Defence lawyers have told the court that Husbands should not be held criminally responsible as he was in a dissociative state as a result of his post-traumatic stress disorder, which was triggered by an encounter with some of the men who had brutally beaten and stabbed him months earlier.
Crown lawyers have said the psychiatric experts who assessed Husbands agreed he had PTSD, but were split on whether he could have been in a dissociative state when he fired 14 bullets.
On Sunday, the jury asked the judge for clarity on whether Husbands could be deemed not criminally responsible if the jury finds that Husbands could understand the nature and quality of just some of the gunshots he fired.
Husbands’ lawyer, Dirk Derstine, told reporters that it’s clear the jury is weighing the question of criminal responsibility in this case.
“All of the questions were focused, directly or indirectly, on the question of whether or not he was NCR, and not on the other questions which they could potentially address,” Derstine said.
“The judge just said that fell down to the question of the onus that the defence has to establish these things.”
Before the jury was allowed into the court, Husbands sat in the prisoner’s box and took notes as the defence and Crown considered the jurors’ questions.
Wearing reading glasses and a grey suit jacket, Husbands regularly glanced over at reporters and members of the public.
Husbands has pleaded not guilty to two counts of second-degree murder, five counts of aggravated assault and one count each of criminal negligence causing bodily harm and reckless discharge of a firearm.

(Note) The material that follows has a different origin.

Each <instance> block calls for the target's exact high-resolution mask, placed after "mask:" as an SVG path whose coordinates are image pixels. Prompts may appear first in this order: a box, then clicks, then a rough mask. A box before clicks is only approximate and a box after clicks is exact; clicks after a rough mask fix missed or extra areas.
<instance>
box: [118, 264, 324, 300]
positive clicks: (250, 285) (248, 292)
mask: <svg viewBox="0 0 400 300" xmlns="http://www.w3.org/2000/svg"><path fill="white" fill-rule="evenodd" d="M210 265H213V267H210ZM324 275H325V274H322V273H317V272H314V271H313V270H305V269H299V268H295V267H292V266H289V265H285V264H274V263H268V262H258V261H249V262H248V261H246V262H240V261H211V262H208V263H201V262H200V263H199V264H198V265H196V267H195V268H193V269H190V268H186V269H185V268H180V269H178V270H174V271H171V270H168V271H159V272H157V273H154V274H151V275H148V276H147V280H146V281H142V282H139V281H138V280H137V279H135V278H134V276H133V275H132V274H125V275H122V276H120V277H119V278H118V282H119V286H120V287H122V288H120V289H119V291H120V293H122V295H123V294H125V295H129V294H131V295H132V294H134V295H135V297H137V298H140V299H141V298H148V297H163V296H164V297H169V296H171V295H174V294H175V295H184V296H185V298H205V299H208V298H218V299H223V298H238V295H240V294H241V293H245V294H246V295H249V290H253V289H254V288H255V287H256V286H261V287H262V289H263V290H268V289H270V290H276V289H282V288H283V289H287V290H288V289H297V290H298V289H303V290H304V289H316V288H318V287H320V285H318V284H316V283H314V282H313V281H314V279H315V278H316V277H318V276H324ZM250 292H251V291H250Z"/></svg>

The jury also asked whether the physical act of shooting should be considered along with the outcome of each gunshot.
The defence said there is no way to know which shots caused death and which did not, and Derstine said he believes it’s not worth going “down that rabbit hole.”
In closing submissions last week, prosecutors said doctors noted that the act of aiming and firing a gun is more complex than expected from someone experiencing dissociation.
Last week jurors were also shown stills from security video that shows Husbands holding a gun with his arms at shoulder height, then at a 45-degree angle, then again higher up. Crown lawyers argued that Husbands was purposefully aiming the gun.
Jurors, who have been deliberating since Thursday, have asked to hear Husbands’ testimony again, as well as statements from a doctor who spoke on Husbands’ mental state.
Jurors have heard Husbands faced a previous trial, but were not told the outcome or the reason for a second trial.
Last February, the Ontario Court of Appeal overturned Husbands’ convictions on two counts of second-degree murder, based on defence arguments about how jurors had been selected. The Appeal Court, finding that the trial judge had improperly rejected a defence request related to jury selection, ordered a new trial.